November 2 is the birthday of Luchino Visconti. We review the filmography of one of the most controversial directors—film classics.

Visconti is now regarded as a classic of the world culture of the twentieth century, which has done a lot not only for the cinema, but also for the drama theater, and the opera stage, influenced several generations of directors: From Bob Fosse and Francis Ford Coppola to Bernardo Bertolucci and Rainer Werner Fassbinder. But during the life of the director his films, plays, political views and aesthetic position caused a lot of debate.

The key word in Visconti’s biography is “contradiction”. One of the most decorated aristocrats in Europe, the bearer of the surname mentioned in the “Divine Comedy” of Dante, a descendant of the Milanese counts who ruled the city in the 13th and 15th centuries, this respectable young man, who grew up in abundance and luxury, was in Paris in the late 1930s. Coco Chanel introduced him to French film director Jean Renoir. Visconti volunteered to help the band with the costumes (it turned out that the Paris department store Samaritaine he knows as his five fingers), and then became Renoir’s assistant in several paintings. During filming, he literally got infected with leftist ideas, returned to fascist Italy a new convert Marxist and immediately joined the Resistance, making his villa an underground anti-fascist headquarters. For the rest of his life, he will remain both a refined aristocrat and an ardent communist.

His films are full of contradictions and paradoxes. In order to name the style of Visconti’s first work “Ossessione”, his editor Mario Serandrei coined the word “neorealism”. Visconti – along with Rossellini, De Sica, De Santis – became one of the main elements of this direction in the Italian film of the 1940s-50s, which showed the poor life of the common man in real, not studio interiors and on war-torn streets. But soon Visconti suddenly cease to be interested in the working suburbs: the action of his films flows into the world of balls, secular living rooms, opera convention and the tragic heat of passion. It was as if he lived in several epochs and considered his sovres not only Albert Camus and Jean-Paul Sartre, but also Giuseppe Verdi, William Shakespeare, Fyodor Dostoevsky, Anton Chekhov, Thomas Mann and Marcel Proust.

His films are multilayered, refined, decorative, filled with numerous references to the history of theatre, music, literature, combine the simple simplicity of neorealism, the sublime spirituality of romanticism, the sickness and pessimism of decadentism.

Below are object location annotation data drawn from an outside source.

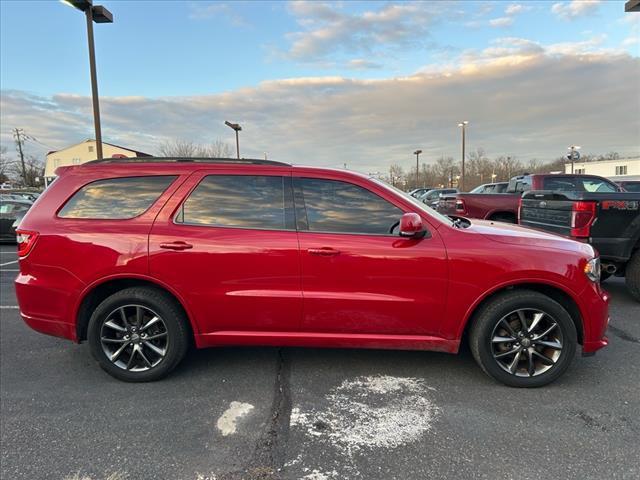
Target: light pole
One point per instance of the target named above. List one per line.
(573, 155)
(98, 14)
(417, 154)
(237, 128)
(464, 127)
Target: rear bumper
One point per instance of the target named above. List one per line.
(46, 296)
(51, 327)
(595, 315)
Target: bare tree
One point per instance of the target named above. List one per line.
(6, 164)
(30, 172)
(445, 171)
(187, 148)
(396, 176)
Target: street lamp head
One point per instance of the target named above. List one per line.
(234, 126)
(101, 14)
(83, 5)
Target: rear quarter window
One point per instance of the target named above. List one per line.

All this makes the director’s paintings, on the one hand, difficult to perceive, and on the other – incredibly attractive. Visconti should not just be watched, it should be reviewed: from time to time to return to his films and with surprise to discover those facets and details that have gone unnoticed.

“La caduta degli dei”, 1969 © Eichberg-Film GmbH; Ital-Noleggio Cinematografico; Praesidens; Pegaso Cinematografica

From one of his main films – “La caduta degli dei” (1969). At first glance, this is a classic costume drama. The mid-1930s, Germany. In the family of steel magnates von Essenbeck, whose position and power seem unshakable, the SS Aschenbach appears. He skillfully pits the members of this large family, getting rid of some and throwing bullets at others. The main goal of this cruel game – the heir of all wealth von Essenbeck Martin (Helmut Berger). He must become a docile puppet in the hands of the Nazis.

Visconti fills the film with authentic historical details, the Recon is a real event – “Night of the Long Knives”, a secret operation in which on Hitler’s orders the leaders of the SA assault squads suspected of conspiracy were killed. And at the same time switches the genre register from drama to tragedy with Shakespearean passions and references to classic tragedies—from “Tsar Oedipus” Sophocles and “Medea” Euripides to “Macbeth” Shakespeare and “Faust” Goethe. In addition, the film has the story echoes of “Demons” by Dostoevsky and “Rings of Nibelung” by Wagner. The title of the film refers directly to the last part of the Wagnerian tetralogy, “The Death of the Gods”.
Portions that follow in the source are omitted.